Students will learn to choose descriptive concise language when writing an article.
Keep these in mind:
Start with a lead which captures the audience
Give important details and facts (who, what, where, when, why and how) which are necessary components of an article
Follow up by talking more about the main facts
Try to remain unbiased
Write a conclusion which restates the important facts
Use pictures and captions
The basics of an news article can be taught by having students create bogus stories. One of my favourite examples of a creative writing activity is to have students find a picture and create a headline and article which misleads the reader.
Comics are very powerful pieces of writing. Students enjoy reading and creating comics. Two apps on the iPad,, Comic Life and BookCreator, allow students to create their own comics.
One of the best ways to engage your students in a story writing dialogue activity, is to use Comics. What better way is there to show how writing dialogue needs to appropriate, clear and effective?
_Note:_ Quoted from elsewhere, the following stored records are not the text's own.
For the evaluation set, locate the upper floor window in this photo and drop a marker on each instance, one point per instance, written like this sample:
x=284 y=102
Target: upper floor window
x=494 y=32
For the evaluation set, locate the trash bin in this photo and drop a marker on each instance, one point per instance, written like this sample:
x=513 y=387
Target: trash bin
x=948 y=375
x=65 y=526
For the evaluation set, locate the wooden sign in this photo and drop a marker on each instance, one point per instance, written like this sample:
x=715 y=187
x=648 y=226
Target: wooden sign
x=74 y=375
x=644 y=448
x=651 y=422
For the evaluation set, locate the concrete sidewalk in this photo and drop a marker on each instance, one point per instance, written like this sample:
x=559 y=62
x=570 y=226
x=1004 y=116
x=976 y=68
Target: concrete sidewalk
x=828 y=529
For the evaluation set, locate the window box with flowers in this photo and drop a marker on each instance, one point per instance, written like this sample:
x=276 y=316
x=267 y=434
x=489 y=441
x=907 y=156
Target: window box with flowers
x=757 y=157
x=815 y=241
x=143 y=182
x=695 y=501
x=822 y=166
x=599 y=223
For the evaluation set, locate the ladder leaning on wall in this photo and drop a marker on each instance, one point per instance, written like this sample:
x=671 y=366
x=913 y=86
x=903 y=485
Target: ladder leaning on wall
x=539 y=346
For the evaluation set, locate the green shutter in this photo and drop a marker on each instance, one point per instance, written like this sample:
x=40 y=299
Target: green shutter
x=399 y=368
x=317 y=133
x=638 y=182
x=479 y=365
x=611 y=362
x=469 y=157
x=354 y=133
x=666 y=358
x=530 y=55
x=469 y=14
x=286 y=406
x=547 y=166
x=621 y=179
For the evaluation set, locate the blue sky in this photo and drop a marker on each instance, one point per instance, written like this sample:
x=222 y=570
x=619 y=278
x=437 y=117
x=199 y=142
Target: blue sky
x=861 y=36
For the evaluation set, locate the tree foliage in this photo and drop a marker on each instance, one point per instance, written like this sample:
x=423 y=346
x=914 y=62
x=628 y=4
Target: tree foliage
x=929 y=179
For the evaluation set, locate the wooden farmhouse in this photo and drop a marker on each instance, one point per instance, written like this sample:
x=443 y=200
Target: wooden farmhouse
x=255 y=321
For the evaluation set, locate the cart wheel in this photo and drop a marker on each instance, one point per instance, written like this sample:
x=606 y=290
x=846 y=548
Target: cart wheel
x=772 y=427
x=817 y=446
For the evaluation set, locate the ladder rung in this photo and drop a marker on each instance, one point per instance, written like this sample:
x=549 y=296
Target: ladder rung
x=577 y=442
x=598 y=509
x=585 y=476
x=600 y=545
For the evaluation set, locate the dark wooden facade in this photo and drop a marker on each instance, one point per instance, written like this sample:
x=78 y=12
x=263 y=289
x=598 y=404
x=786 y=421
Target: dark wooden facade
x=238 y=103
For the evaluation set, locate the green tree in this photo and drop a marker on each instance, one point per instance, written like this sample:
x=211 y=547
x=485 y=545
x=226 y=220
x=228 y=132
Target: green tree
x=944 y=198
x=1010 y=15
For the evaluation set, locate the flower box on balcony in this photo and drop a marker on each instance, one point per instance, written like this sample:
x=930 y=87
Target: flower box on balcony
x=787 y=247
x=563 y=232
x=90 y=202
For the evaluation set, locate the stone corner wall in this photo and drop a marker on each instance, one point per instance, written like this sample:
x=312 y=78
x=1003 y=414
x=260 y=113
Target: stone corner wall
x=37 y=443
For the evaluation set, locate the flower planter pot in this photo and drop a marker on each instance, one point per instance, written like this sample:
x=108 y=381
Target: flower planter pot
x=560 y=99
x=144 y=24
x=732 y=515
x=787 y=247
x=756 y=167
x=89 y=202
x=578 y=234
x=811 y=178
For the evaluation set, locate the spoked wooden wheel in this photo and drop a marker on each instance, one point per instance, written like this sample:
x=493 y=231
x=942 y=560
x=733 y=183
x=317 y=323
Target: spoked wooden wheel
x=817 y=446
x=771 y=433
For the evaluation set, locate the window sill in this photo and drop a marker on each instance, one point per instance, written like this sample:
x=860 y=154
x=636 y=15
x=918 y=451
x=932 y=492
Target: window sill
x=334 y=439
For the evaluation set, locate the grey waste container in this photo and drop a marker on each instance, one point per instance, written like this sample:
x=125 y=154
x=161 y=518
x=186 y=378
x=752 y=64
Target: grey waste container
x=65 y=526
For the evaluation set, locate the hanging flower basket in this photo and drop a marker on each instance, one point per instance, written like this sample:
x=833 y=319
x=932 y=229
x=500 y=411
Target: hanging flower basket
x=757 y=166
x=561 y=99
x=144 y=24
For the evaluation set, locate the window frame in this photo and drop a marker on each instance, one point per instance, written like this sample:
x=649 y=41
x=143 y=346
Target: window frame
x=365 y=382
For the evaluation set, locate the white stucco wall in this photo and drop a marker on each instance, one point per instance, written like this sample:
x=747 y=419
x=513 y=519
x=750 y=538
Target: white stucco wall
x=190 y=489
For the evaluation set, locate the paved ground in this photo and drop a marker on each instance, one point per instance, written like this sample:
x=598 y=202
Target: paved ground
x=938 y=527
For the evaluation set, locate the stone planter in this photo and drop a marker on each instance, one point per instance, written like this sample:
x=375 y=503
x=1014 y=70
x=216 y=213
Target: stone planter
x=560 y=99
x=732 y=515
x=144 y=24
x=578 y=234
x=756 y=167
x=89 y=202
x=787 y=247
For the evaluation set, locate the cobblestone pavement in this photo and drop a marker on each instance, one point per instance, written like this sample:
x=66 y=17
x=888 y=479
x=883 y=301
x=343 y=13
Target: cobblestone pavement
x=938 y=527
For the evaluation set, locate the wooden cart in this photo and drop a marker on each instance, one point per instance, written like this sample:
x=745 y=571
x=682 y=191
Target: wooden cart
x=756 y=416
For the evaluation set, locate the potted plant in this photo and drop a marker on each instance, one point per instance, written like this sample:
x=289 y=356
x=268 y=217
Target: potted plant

If their characters’ dialogue does not drive the plot, then the audience cannot follow their story.
Students can use Comic Life or BookCreator to display their understanding of any topic in their non-fiction writing:
Autobiographies or Biographies
Comic Life and BookCreator have many unique comic features and the purpose for using these features needs to be explained to students.
Panels and Pages
a panel is like a paragraph, with one main idea
size of panel shows time and importance
we read panels left to right, top to bottom
shows us setting
Characters and important objects
carries the narrative of the story
tells us about setting
explains what happens between panels
Speech and Thought Bubble
displays characteristic of characters
Is often the core text feature, giving the most information
You can also have students explore App Smashingby:
Adding themselves as characters on a background in PicCollage
In Drawing Box, create their own drawings and add to their comic
WordClouds are an application which deconstructs text and puts it into a visual representation. In a nut shell, it takes your words and puts it into a picture.
Reasons to use Word Clouds:
Pre-Reading: Skimming through text looking for key words, headings and pictures is a great pre-reading strategy. However if the text is dense, searching for keywords is difficult. Students paste text into a Word Cloud, and the application will display more frequent words larger.
Pre-Writing Strategy: this is a great place for students to organize and brainstorm their ideas around writing.
Post Reading: Generating a list of words which summarizes the text and placing into a Word Cloud.
During Writing: Students place their expository writing into a Word Cloud, and see if the main idea is apparent.
Post Writing: The word cloud, in itself, can be a visual representation about their ideas.
Several years ago, with the WWP program we started using word clouds in our classes. Students access sites such as wordle.net or tagxedo.com to create word art. As we have moved into using the iPads in our classes, some of the sites, we previously used, do not work with iPads. Remember iPads do not run Flash or Silverlight.